These cold, rainy days of winter leave us with little to do as we wait for spring.
That doesn’t mean this period can’t be productive for us. It’s the perfect opportunity to perform a little maintenance on your outdoor gear to assure it all will operate without fail throughout the rest of the year.
During my time as an outdoors store owner in Charleston, I saw many a spring or summer day that was wasted by my customers who brought their equipment in and said something like: “I got my rod and reel out to go fishing and it’s not working. Can you help?”
Every single time that this happened, the troubles those folks encountered could have easily been prevented had they properly cleaned and stored their equipment before putting it away.
Let’s be honest with ourselves, however. Few, if any, ever treat their tackle and gear as they should, and performing an off season tune-up can go a long way toward keeping your blood pressure down and the curse words at a minimum when you put them to use again.
Getting and keeping your fishing reels in top running condition is not that tough.
All of today’s models are easily disassembled, allowing you to place a light coating of reel grease on the gears.
Some models require lithium grease for the bearings while others stick with the old standard reel oil that has been used for decades. If you’re unsure of what to use on yours, check the manufacturer’s website as most makers of better gear will provide the proper information.
The last major part of a reel to consider is the drag. There are types of reel drags on the market that operate with a coating of grease, oil or completely dry.
Again, you’ll need to know the specifics of your reel before tackling this one. If yours requires lubrication, remember to not overdo it. Too much and you’ll find that the drag will spin freely which completely defeats its purpose.
Thin, high-strength braided lines have become all the rage in recent years. Since these have no stretch like the old monofilament lines, they are definitely tougher on your reels, but do you know what they can do to your rods?

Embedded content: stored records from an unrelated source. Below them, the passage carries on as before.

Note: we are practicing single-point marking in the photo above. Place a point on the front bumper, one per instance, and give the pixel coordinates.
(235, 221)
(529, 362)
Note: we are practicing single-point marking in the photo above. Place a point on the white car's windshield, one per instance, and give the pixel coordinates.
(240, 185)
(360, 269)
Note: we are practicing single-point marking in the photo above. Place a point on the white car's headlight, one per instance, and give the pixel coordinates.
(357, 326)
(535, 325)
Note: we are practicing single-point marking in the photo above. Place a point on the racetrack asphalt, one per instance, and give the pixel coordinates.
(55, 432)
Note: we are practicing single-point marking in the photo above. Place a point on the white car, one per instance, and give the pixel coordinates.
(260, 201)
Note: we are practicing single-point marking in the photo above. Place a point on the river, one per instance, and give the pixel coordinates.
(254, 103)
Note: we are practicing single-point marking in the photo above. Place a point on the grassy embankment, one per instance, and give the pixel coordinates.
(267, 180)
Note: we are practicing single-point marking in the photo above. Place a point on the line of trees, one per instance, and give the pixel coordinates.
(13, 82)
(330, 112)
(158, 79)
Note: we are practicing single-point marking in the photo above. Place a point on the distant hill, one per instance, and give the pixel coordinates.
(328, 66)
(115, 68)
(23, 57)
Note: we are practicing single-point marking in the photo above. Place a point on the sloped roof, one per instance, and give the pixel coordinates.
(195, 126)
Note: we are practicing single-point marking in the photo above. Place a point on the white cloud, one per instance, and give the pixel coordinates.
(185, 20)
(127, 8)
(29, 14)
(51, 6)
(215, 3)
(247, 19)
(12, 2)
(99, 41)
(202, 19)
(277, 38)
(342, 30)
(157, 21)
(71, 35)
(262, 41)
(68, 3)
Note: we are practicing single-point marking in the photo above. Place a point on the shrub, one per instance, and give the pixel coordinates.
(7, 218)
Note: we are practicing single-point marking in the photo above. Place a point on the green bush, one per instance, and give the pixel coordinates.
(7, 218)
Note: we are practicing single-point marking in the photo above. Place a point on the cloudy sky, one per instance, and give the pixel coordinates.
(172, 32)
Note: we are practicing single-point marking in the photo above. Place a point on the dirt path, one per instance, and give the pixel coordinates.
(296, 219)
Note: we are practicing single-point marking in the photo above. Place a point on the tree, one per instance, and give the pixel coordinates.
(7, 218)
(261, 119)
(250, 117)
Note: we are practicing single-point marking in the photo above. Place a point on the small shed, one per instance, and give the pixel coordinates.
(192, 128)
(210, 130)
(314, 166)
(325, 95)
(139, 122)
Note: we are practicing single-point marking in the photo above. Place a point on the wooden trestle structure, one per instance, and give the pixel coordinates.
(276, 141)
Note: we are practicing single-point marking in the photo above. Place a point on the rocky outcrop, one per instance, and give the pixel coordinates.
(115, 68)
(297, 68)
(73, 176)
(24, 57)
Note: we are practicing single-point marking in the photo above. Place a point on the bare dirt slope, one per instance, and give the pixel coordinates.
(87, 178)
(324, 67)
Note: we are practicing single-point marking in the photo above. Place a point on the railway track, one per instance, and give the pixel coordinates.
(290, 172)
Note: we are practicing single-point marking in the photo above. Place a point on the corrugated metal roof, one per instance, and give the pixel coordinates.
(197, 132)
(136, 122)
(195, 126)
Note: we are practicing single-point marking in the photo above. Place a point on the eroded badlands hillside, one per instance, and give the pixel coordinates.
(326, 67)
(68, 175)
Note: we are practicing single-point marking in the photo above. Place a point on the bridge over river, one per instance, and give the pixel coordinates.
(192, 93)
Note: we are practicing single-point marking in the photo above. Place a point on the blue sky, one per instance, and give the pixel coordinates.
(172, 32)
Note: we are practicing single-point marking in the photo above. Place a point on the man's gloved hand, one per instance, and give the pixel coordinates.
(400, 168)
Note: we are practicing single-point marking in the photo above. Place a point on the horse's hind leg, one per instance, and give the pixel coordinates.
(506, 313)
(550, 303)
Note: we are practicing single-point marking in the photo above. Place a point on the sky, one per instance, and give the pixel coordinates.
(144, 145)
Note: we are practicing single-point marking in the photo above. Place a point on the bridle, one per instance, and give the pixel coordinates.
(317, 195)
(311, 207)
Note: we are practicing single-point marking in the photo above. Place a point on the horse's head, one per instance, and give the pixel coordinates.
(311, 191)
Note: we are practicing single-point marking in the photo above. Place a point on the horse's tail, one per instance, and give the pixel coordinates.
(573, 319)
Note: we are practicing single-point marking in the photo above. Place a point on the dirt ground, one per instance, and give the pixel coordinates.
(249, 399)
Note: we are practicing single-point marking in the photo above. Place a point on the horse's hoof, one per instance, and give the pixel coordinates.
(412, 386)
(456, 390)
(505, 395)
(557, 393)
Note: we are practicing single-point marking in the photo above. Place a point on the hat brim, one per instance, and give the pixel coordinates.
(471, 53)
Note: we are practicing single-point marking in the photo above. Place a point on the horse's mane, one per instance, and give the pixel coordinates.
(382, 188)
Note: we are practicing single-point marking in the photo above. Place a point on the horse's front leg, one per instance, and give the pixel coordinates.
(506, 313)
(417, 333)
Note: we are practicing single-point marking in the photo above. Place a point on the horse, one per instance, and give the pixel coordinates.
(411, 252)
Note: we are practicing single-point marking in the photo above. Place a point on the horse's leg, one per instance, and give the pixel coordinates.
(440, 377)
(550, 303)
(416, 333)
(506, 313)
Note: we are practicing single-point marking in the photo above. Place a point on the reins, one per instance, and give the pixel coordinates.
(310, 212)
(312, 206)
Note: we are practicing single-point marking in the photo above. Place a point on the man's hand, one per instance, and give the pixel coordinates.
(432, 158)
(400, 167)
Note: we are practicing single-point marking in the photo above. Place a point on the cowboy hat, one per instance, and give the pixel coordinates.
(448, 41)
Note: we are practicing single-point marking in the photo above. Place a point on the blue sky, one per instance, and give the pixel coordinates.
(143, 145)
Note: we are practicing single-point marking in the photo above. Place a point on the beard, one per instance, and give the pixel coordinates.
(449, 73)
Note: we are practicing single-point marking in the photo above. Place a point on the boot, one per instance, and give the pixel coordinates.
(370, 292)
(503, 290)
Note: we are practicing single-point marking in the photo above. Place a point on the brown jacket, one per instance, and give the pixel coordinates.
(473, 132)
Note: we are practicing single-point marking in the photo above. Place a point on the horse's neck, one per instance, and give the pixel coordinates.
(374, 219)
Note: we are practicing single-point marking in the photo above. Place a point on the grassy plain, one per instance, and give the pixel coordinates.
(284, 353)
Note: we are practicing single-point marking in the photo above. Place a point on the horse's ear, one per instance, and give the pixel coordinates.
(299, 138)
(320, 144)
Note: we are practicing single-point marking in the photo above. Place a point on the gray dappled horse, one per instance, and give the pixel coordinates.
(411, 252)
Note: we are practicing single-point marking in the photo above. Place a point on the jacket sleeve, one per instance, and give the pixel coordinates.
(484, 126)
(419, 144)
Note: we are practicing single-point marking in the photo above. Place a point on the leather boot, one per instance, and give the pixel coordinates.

These fine diameter lines have the ability to actually cut grooves into the guides that run the length of your rod. At best, this can result in the loss of a good fish as a taut line will inevitably find its way into that channel, but it can also ruin the rod entirely.
Carefully inspect each one of the guides on your rods to make sure this hasn’t happened already. If it has, look into getting the damaged guides replaced or, if it’s a cheaper rod, toss it. There’s no point in fishing with something that will ultimately ruin your day of fishing.
Your rod guides can also corrode just as quickly as the parts within your reel. Before storage, spray a little lightweight oil onto them.
How many times have your ended your hunting season by placing your rifle or shotgun into its place of storage, never to look at it again until the next fall? Did you bother to clean it before doing so?
Go ahead and give it the TLC that it deserves by treating it to your most thorough cleaning of the year.
First, be sure the gun isn’t loaded. Field strip the weapon and wipe off any dirt or residue on the visible parts.
Next, follow the steps provided with every cleaning kit on the market. This will involve the use of solvents and lubricants that will keep your firearms in perfect working order.
When looking at the directions provided with a kit, it can appear to be a tedious task butit’s not and the entire process will take no more than a few minutes to do correctly.
It’s true that a clean firearm is an accurate firearm. And by doing this extensive cleaning during the off-season, I spend less time on my guns during the hunting season by quick cleaning them with a Bore Snake – the handiest little quick cleaning tool ever introduced for guns.
By placing a little solvent and lubricant onto the proper places along the Bore Snake’s length, you can simply make several runs with it through the gun’s bore after each hunting trip. This way, cleanliness is never a concern.
Whether you’re attacking your fishing equipment or showing some love to your guns, everything that you need to do those jobs correctly is both inexpensive and easily found at your nearest sporting goods dealer.
If you’ll just commit the time during these otherwise dull days to do it, your gear is guaranteed to last longer and continue to provide the enjoyment that you expect from them for years to come.